CREATE TABLE `keywords-int` (
  `id` binary(16) NOT NULL,
  `location` int(10) unsigned DEFAULT null,
  PRIMARY KEY (`id`),
  KEY `location` (`location`)
)

We used a stored procedure to measure execution time while ignoring client-communication (inspired by @hanson from his blog post).

Results based on ~20M rows (all with same location):

call measure_q("select count(*) from `keywords-int` where location = 1000", 100);

155,289

call measure_q("select count(*) from `keywords-varchar` where location = 'DK'", 100);

482,675

Integers is 3 times faster!

The above queries is just to illustrate the performance difference. With actual real-application queries we’re seeing 10x faster execution.

Funny thing. We tried using mediumint (8) as well to reduce memory usage, but it performs not far as good as int (10). Not sure if we’re missing something:

CREATE TABLE `keywords-mediumint` (
  `id` binary(16) NOT NULL,
  `location` mediumint(8) unsigned DEFAULT NULL,
  PRIMARY KEY (`id`),
  KEY `location` (`location`)
)

call measure_q("select count(*) from `keywords-mediumint` where location = 2208", 100);

389,273

Disclaimer: In the example, we had a single cardinality. The results might be different with a higher cardinality. I’ll provide an update when we migrate our production environment.

However, we tried the same with our columnstore table (50M rows) but experienced a 10-20 ms slower execution time. Apparently, columnstore must have some varchar optimization in it’s compression, but based on the rowstore results I wouldn’t have expected columnstore to be slower by using integers.

mpskovvang · September 25, 2019, 10:33pm

But since 3 bytes integers are not native for CPUs, mediumint needs to be converted before it can be used (memcpy into a 4/8 bytes integer) causing a overhead, while 4 bytes integers are native for CPUs and can be used directly.
Source: Mysql medium int vs. int performance - Stack Overflow

Could this be the reason why int (10) unsigned is faster than mediumint (8) unsigned in MemSQL as well?

hanson · September 28, 2019, 1:26am

Thanks for sharing.
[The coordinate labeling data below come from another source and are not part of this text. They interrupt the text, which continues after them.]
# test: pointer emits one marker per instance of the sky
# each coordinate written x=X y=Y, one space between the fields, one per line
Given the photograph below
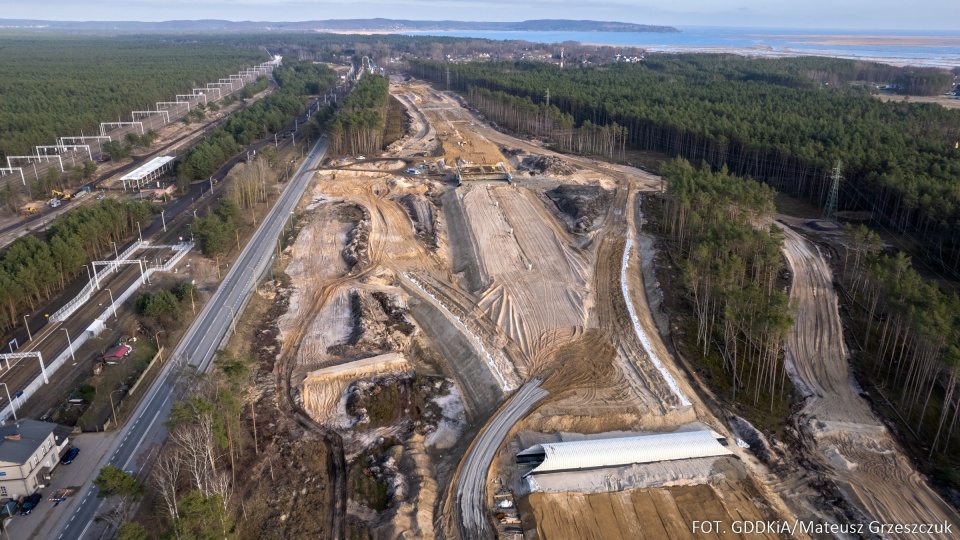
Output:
x=839 y=14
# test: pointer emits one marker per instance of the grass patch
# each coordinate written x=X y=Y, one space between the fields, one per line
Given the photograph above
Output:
x=126 y=372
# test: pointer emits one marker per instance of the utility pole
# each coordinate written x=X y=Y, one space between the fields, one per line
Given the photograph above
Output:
x=831 y=208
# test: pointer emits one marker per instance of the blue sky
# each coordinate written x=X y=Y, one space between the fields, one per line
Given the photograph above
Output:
x=845 y=14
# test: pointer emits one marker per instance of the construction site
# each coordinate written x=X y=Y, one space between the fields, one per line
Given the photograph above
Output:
x=478 y=319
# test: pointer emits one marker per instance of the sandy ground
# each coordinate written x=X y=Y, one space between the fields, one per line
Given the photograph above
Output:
x=851 y=443
x=493 y=281
x=949 y=102
x=648 y=513
x=537 y=283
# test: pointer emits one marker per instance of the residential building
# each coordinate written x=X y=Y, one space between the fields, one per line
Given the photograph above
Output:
x=29 y=451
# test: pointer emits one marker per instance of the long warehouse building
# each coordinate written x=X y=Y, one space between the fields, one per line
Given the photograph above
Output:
x=601 y=453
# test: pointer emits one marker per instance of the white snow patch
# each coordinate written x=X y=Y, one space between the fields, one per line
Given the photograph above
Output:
x=453 y=421
x=639 y=330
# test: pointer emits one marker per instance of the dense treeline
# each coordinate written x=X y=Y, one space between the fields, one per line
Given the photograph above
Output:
x=360 y=124
x=60 y=86
x=33 y=270
x=195 y=476
x=720 y=227
x=215 y=231
x=776 y=120
x=541 y=120
x=911 y=331
x=268 y=115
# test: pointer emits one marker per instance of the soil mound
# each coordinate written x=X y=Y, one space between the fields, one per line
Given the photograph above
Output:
x=583 y=204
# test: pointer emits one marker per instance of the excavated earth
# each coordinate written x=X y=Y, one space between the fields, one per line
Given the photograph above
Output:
x=417 y=307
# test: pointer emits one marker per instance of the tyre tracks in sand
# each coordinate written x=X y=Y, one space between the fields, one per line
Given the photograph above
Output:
x=839 y=430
Columnstore query execution for equality filters is quite different from rowstore because columnstore uses compression and can run filters on compressed data. So the comparison overhead per row might be quite different.

In 6.8 and earlier, you can’t do index seeks on a columnstore, which factors into the performance you’ll get.
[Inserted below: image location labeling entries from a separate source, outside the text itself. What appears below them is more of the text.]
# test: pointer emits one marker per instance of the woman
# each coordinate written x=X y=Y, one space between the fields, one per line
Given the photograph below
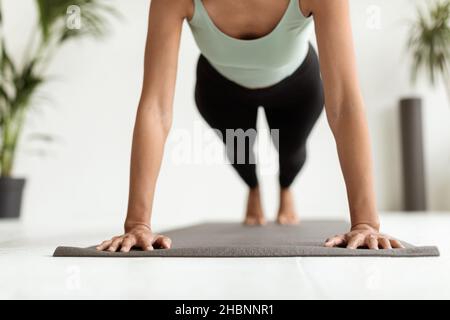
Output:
x=256 y=53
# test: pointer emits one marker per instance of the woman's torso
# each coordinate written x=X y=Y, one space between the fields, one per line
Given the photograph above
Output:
x=257 y=48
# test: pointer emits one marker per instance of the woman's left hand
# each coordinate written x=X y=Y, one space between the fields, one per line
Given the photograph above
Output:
x=364 y=236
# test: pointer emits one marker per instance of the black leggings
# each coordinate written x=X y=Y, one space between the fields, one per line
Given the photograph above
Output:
x=292 y=106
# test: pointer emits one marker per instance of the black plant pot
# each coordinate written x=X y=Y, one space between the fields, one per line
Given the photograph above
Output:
x=413 y=155
x=11 y=192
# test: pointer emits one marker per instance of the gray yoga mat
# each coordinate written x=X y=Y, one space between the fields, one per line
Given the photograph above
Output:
x=237 y=240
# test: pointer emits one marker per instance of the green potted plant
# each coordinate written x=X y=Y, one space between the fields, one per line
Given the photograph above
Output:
x=429 y=47
x=60 y=21
x=429 y=43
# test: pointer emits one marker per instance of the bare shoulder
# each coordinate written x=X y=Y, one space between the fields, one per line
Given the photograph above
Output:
x=322 y=6
x=182 y=8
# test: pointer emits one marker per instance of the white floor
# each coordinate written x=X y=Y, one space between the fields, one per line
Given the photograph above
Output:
x=27 y=270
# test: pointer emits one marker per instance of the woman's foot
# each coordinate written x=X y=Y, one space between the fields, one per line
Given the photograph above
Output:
x=287 y=214
x=255 y=214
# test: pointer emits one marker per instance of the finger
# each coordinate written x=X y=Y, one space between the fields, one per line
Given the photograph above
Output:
x=356 y=242
x=115 y=245
x=162 y=242
x=335 y=241
x=373 y=243
x=145 y=244
x=397 y=244
x=127 y=244
x=384 y=243
x=104 y=245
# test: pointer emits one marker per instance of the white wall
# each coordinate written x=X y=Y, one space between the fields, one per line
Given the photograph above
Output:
x=95 y=91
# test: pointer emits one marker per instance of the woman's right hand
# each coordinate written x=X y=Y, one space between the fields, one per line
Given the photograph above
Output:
x=140 y=236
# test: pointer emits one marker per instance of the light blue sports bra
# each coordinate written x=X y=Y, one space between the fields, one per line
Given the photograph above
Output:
x=257 y=63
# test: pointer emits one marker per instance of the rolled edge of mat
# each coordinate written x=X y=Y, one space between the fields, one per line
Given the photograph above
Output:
x=251 y=252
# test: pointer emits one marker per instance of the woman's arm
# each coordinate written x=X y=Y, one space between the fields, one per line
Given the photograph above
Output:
x=346 y=116
x=153 y=121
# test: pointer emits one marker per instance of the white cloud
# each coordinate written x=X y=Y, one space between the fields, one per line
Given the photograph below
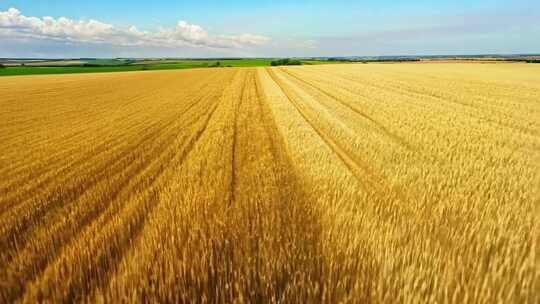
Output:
x=15 y=25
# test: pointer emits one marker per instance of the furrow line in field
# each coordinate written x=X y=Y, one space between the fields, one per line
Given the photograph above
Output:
x=60 y=156
x=356 y=110
x=104 y=259
x=73 y=170
x=360 y=170
x=441 y=101
x=118 y=176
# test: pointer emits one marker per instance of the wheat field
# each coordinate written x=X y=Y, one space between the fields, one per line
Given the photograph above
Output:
x=377 y=183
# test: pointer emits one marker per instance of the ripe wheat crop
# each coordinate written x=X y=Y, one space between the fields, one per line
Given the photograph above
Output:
x=335 y=183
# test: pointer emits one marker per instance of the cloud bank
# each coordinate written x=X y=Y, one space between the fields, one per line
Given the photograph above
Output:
x=14 y=25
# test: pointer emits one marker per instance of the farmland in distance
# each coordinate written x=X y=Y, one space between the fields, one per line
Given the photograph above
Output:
x=331 y=183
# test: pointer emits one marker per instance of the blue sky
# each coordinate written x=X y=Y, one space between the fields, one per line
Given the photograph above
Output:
x=265 y=28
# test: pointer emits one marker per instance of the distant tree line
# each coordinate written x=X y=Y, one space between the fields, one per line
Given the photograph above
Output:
x=285 y=61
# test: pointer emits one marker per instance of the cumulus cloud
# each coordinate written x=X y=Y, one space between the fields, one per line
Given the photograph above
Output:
x=13 y=24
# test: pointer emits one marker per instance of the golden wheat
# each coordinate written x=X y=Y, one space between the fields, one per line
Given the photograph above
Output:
x=336 y=183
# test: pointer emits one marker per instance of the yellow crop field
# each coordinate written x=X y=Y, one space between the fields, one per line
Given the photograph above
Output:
x=354 y=183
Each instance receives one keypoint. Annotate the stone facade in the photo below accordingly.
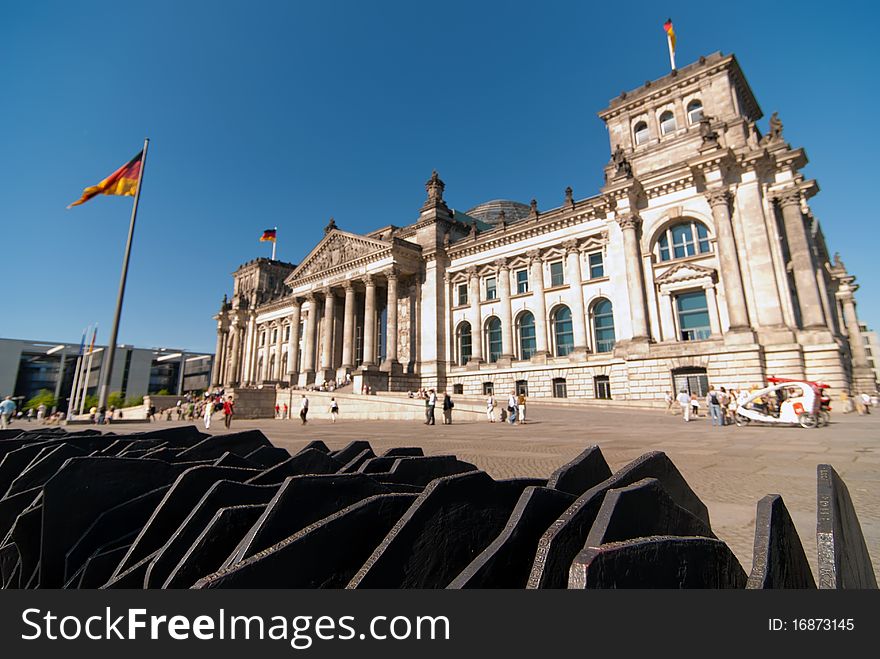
(699, 261)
In 7.0, you can use hash indexes on columnstores, which again will change things.

mpskovvang · September 28, 2019, 5:46am

Thanks for the explanation. We’re excited to try out the hash indexes on columnstore.
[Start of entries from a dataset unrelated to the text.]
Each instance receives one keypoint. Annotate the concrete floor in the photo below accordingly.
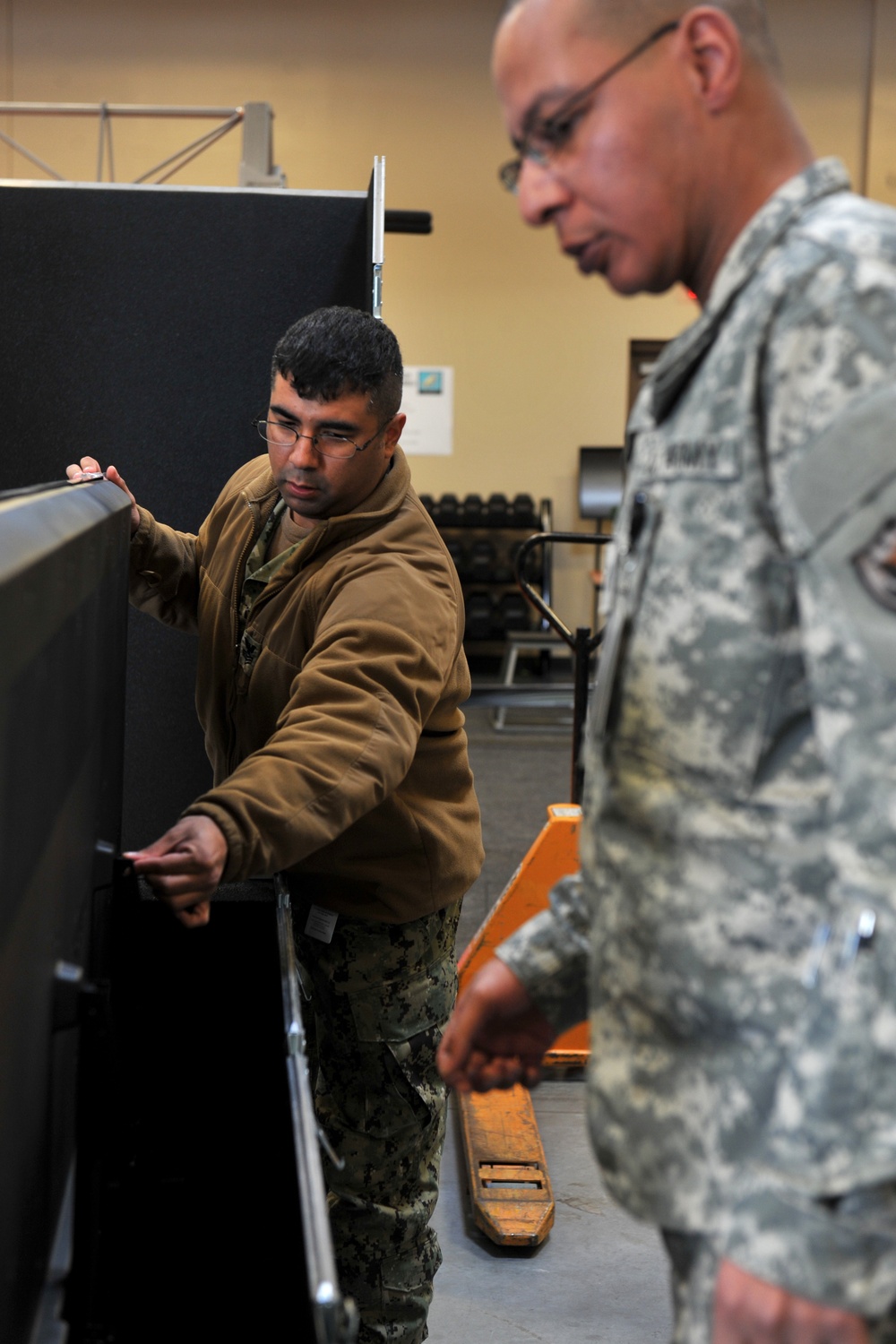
(599, 1276)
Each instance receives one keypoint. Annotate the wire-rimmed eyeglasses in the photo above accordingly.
(330, 443)
(543, 140)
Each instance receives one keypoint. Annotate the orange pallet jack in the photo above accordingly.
(508, 1177)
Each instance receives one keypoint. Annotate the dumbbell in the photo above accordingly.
(522, 511)
(449, 511)
(458, 554)
(482, 561)
(473, 511)
(497, 511)
(478, 616)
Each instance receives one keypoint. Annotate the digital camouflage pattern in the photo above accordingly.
(740, 804)
(379, 999)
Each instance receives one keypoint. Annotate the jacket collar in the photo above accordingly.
(764, 230)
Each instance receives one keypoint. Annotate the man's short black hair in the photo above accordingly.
(335, 352)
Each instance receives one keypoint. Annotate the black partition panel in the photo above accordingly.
(137, 325)
(64, 582)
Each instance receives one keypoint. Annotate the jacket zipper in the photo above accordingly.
(234, 632)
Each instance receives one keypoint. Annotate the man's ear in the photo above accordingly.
(712, 46)
(394, 432)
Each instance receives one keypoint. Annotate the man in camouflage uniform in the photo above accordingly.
(735, 917)
(330, 679)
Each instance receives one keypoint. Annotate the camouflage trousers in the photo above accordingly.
(381, 996)
(694, 1265)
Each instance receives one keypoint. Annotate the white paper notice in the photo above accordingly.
(429, 405)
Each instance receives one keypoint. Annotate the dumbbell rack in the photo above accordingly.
(484, 538)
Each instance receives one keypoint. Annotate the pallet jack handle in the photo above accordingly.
(582, 642)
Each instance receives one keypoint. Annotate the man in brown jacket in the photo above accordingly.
(330, 679)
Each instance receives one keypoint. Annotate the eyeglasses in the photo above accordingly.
(327, 441)
(546, 139)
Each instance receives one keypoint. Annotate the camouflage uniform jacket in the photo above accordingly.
(740, 801)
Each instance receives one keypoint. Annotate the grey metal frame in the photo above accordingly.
(335, 1317)
(255, 168)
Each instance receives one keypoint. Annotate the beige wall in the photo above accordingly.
(540, 354)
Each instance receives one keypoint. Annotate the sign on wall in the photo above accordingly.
(429, 405)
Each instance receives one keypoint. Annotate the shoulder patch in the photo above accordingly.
(876, 564)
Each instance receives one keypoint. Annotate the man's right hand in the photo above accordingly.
(90, 464)
(495, 1035)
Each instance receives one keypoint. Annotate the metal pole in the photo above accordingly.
(581, 659)
(378, 231)
(869, 99)
(113, 109)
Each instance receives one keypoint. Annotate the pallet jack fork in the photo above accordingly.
(506, 1169)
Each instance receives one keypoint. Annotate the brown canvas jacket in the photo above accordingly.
(341, 754)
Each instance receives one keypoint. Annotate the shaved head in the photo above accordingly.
(630, 21)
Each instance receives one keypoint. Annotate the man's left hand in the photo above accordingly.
(185, 867)
(748, 1311)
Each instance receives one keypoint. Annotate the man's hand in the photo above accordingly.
(90, 464)
(495, 1035)
(748, 1311)
(185, 867)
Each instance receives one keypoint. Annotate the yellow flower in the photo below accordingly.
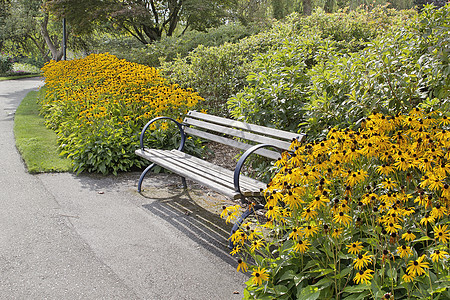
(236, 250)
(393, 227)
(259, 275)
(354, 248)
(309, 213)
(389, 184)
(242, 266)
(336, 233)
(408, 236)
(362, 260)
(273, 212)
(302, 246)
(416, 267)
(404, 251)
(342, 218)
(256, 245)
(441, 233)
(438, 254)
(296, 233)
(363, 276)
(408, 277)
(310, 230)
What about our finding with mediumint being quite slower than int on rowstore?

hanson · September 30, 2019, 10:46pm

Regarding mediumint, we don’t know a definite reason for that. Sticking with int or bigint probably makes sense for good performance unless you really are trying to save every byte, given what you saw, but I can’t be sure.

The equality lookup time for only one value might be affected by data distribution, like if the number of unique values retrieved was different. Make sure they were the same.

If it really matters to you, you could try a more comprehensive test like using an assortment of random values rather than just one value in the lookups, making sure the number of values matched by the WHERE clause was always the same. And then gather PROFILE JSON plans for the different queries too and compare them. Feel free to attach them and we’ll take a look if we have time.